GLI2-mediated mesenchymal Hh signaling induces stem cell niche signals in intestinal development and tumorigenesis [ChIPSeq]

Mesenchymal-epithelial interactions play a critical role in organ development, stem cells and disease. During intestinal development, pseudostratified epithelia undergo dramatic morphogenesis called villification, to form finger-like projections, in which mesenchymal cell clustering and muscle layers play a key role.
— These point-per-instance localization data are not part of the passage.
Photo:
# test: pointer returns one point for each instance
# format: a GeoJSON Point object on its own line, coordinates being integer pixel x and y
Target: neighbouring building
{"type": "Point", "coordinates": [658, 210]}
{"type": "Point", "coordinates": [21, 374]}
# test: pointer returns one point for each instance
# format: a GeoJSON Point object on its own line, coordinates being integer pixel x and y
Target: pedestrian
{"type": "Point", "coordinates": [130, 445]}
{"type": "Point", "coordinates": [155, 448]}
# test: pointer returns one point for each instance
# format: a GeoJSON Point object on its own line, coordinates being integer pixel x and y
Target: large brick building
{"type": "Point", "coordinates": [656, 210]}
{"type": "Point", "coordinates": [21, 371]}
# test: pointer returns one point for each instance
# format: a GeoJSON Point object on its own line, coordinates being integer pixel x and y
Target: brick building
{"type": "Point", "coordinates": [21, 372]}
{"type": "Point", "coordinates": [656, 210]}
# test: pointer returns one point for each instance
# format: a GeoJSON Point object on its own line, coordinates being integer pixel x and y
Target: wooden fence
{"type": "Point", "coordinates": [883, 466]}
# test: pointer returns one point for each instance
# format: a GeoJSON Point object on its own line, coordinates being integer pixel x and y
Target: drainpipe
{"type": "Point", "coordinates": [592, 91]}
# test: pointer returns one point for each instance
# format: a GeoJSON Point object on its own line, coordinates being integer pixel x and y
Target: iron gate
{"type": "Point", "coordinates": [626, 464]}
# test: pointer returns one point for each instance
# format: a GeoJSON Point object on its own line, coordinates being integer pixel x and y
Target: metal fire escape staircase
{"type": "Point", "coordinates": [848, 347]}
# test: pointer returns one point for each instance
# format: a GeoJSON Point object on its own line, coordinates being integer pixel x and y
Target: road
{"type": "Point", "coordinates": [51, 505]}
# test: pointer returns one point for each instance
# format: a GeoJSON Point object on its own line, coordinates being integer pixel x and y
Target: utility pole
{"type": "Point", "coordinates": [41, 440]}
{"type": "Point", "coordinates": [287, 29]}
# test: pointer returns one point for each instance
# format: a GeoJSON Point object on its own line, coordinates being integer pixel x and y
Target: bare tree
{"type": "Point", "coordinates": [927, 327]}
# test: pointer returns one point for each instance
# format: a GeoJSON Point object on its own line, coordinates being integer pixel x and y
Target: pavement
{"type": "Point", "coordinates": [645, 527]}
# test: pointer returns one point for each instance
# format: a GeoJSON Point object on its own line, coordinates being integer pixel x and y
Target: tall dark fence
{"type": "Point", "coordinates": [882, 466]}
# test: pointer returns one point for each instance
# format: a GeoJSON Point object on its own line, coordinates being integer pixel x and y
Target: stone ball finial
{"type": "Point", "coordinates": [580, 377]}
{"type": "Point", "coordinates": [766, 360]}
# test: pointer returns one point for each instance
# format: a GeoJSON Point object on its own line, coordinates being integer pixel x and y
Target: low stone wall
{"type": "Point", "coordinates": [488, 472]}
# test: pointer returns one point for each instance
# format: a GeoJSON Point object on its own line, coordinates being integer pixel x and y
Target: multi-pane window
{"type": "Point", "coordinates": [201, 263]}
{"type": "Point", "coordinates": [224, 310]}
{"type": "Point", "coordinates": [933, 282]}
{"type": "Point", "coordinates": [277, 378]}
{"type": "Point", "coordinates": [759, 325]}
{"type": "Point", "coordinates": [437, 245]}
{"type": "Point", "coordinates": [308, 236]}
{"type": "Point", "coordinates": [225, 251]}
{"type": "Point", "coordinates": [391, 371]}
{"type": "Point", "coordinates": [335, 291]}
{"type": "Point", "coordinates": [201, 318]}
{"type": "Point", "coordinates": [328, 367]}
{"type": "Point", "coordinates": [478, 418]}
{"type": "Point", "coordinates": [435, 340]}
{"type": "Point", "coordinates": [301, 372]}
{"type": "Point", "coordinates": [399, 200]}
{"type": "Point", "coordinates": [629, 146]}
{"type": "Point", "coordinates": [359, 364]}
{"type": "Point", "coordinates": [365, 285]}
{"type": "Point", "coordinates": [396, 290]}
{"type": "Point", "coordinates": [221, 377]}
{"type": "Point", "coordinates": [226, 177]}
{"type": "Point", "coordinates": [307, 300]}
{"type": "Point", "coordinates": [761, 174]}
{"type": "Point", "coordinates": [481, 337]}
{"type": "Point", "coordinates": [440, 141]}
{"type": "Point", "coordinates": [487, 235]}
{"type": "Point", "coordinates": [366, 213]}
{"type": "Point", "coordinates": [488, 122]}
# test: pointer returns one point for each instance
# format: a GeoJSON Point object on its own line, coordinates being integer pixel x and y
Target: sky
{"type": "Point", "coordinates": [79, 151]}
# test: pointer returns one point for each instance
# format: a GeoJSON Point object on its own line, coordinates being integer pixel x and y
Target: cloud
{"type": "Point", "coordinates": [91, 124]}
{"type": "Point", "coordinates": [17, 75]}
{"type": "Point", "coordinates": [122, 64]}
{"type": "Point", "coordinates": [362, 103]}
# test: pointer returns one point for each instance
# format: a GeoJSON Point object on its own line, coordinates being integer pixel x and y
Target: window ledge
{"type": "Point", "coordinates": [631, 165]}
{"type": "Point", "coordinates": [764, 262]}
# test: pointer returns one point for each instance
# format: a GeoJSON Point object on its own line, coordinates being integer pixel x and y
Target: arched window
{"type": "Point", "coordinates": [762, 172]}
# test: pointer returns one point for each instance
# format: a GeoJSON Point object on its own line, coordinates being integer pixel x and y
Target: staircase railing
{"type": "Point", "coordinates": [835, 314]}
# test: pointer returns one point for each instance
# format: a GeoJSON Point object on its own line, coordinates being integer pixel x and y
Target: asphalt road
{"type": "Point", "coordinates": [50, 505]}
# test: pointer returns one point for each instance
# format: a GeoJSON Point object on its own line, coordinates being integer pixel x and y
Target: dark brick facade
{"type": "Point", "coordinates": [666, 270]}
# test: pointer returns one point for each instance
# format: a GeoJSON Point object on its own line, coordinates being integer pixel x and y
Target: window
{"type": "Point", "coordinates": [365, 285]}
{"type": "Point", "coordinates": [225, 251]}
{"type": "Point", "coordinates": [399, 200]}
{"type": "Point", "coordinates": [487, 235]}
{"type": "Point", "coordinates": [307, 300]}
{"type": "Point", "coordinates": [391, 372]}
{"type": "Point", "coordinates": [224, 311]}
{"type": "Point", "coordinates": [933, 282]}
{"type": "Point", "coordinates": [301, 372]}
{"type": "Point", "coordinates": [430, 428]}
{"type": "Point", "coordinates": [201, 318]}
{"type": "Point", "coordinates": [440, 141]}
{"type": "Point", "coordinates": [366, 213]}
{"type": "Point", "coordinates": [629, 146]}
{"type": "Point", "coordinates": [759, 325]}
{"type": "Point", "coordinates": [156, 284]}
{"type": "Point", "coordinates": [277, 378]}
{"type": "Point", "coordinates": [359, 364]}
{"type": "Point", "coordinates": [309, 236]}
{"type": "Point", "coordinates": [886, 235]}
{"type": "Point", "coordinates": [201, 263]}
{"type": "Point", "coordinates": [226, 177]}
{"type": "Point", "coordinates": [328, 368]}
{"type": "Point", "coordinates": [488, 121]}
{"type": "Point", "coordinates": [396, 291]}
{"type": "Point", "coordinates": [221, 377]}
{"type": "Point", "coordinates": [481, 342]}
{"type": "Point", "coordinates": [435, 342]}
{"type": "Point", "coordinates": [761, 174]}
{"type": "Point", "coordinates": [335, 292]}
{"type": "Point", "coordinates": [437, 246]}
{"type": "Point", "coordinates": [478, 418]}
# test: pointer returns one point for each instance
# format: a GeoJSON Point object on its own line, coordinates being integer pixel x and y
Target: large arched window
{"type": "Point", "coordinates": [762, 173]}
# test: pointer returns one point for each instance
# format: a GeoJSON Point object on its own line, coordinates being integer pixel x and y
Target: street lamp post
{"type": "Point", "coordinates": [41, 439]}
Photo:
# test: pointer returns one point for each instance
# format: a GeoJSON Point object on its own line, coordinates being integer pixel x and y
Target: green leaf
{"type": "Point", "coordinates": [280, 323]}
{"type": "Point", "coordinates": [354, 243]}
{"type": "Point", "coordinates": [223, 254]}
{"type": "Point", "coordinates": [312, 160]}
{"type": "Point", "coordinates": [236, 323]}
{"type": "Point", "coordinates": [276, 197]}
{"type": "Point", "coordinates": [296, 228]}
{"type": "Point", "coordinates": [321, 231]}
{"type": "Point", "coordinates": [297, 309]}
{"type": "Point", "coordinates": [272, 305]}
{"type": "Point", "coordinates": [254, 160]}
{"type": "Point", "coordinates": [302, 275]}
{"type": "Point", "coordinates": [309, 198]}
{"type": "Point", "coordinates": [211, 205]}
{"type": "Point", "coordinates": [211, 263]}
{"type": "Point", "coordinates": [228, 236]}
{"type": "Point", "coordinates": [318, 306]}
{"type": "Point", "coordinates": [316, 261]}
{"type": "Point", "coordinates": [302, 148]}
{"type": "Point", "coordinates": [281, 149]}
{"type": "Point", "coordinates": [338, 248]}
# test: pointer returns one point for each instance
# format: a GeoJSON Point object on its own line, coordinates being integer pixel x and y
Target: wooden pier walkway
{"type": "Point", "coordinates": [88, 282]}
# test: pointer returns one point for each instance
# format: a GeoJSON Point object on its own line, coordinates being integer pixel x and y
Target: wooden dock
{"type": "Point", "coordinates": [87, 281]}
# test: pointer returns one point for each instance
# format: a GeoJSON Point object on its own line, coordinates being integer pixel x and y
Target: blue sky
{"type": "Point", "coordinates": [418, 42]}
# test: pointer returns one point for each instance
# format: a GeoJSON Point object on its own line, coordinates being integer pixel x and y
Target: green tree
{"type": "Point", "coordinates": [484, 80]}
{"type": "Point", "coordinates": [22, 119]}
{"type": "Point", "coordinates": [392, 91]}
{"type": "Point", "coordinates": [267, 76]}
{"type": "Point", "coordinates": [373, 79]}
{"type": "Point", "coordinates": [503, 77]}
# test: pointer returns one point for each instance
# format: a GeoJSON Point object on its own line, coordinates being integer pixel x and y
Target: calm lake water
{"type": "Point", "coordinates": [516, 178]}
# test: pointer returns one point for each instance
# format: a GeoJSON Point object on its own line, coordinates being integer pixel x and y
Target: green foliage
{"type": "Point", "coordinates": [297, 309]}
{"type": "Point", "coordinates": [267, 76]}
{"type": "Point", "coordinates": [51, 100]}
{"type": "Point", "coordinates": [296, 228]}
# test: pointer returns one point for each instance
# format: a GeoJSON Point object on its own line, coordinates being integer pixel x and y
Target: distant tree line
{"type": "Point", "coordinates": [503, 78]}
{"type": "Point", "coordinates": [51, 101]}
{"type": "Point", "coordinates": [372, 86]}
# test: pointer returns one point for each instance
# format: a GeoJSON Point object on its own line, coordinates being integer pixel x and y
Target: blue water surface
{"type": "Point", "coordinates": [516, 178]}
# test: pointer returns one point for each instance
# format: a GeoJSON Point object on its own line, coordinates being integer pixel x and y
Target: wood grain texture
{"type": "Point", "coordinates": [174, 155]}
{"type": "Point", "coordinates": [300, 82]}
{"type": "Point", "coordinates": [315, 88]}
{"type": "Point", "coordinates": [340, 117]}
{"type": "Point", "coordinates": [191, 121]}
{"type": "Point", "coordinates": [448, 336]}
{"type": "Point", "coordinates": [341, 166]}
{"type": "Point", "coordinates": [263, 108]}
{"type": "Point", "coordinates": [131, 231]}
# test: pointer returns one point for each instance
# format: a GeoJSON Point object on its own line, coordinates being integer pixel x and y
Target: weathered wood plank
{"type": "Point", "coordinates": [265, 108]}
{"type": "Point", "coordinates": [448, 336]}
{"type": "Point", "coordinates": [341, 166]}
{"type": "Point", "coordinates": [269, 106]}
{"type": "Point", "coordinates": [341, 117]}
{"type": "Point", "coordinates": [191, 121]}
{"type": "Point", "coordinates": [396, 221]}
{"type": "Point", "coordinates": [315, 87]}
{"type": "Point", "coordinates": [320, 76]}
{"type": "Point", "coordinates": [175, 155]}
In the adult, the gut mesenchyme is proposed as a key intestinal stem cell niche providing essential niche signals such as Wnt ligands, while the TGF beta signaling mediated gut stromal program is critical for cancer progression. However, how these signals are produced is currently unknown. In the gut, Hedgehog (Hh) signaling acts strictly in a paracrine manner: Hh ligands are expressed in the epithelium and activate signaling exclusively in the mesenchyme. Notably, Hh signaling is not only essential for mesenchymal clustering and muscle differentiation, it is also involved in intestinal tumorigenesis. To investigate Hh mediated mechanisms, we analyzed mice deleted for key Hh negative regulators, Sufu and/or Spop in the gut mesenchyme, and demonstrated their dosage dependent role in the negative regulation of Hh signaling. Although these mutants exhibit abnormal mesenchymal cell growth and functionally defective muscle layers, villification is completed with proper mesenchymal clustering, implying a permissive role for Hh signaling. These mesenchymal defects are partially rescued by Gli2 reduction, demonstrating the significance of its transcriptional regulation. Surprisingly, in contrast to its known inhibitory role in epithelial proliferation, abnormal Hh activation in the gut mesenchyme leads to increased epithelial proliferation. Corroborating this data, Sufu reduction is sufficient to promote intestinal tumorigenesis, while Gli2 heterozygosity suppresses it. To define GLI2-mediated downstream mechanisms, we mapped its binding sites and analyzed gene expression genome-wide, identifying one of the most robust Hh direct targetome data sets ever reported. This work reveals the GLI2 transcriptional regulation of Wnt and TGF beta pathways in stem cell proliferation and muscle differentiation, providing mechanistic insight into the intestinal stem cell niche in development and tumorigenesis.

间充质-上皮相互作用（Mesenchymal-epithelial interactions）在器官发生、干细胞生物学及疾病进程中发挥关键调控作用。在肠道发育阶段，假复层上皮会经历被称为绒毛形成（villification）的剧烈形态发生过程，最终形成指状肠绒毛；其间充质细胞聚集与肌层结构在此过程中扮演核心角色。在成体肠道中，肠道间充质被认为是肠道干细胞巢（intestinal stem cell niche）的关键组成部分，可提供Wnt配体等必需的巢信号；而转化生长因子β（TGF beta）信号介导的肠道间质程序则对癌症进展至关重要。然而目前学界尚未明确这些信号的具体产生机制。在肠道组织中，刺猬（Hedgehog, Hh）信号通路严格以旁分泌方式发挥功能：Hh配体在上皮细胞中表达，并仅在间充质细胞中激活下游信号通路。值得注意的是，Hh信号通路不仅对间充质细胞聚集与肌细胞分化不可或缺，还直接参与肠道肿瘤发生过程。为探究Hh介导的分子调控机制，我们对肠道间充质中关键Hh负调控因子Sufu和/或Spop敲除的小鼠模型进行了系统分析，证实了二者在Hh信号通路负调控中的剂量依赖性作用。尽管这些突变小鼠表现出间充质细胞生长异常与肌层功能缺陷，但绒毛形成过程仍可通过正常的间充质聚集完成，这提示Hh信号通路仅发挥许可性调控作用。通过降低Gli2的表达水平可部分挽救上述间充质缺陷，这证明了其转录调控的核心重要性。令人意外的是，与已知的Hh信号抑制上皮增殖的功能相悖，肠道间充质中异常激活的Hh信号会导致上皮增殖水平显著升高。为验证这一实验结果，我们进一步发现：降低Sufu的表达足以促进肠道肿瘤发生，而Gli2杂合缺失则可有效抑制该过程。为明确GLI2介导的下游调控机制，我们在全基因组范围内绘制了其结合位点并分析了基因表达谱，鉴定出了迄今为止报道的最具稳定性的Hh直接靶标组（direct targetome）数据集之一。本研究揭示了GLI2通过转录调控Wnt与TGF beta通路，参与干细胞增殖与肌细胞分化的具体过程，为理解发育及肿瘤发生过程中的肠道干细胞巢提供了关键的机制层面新见解。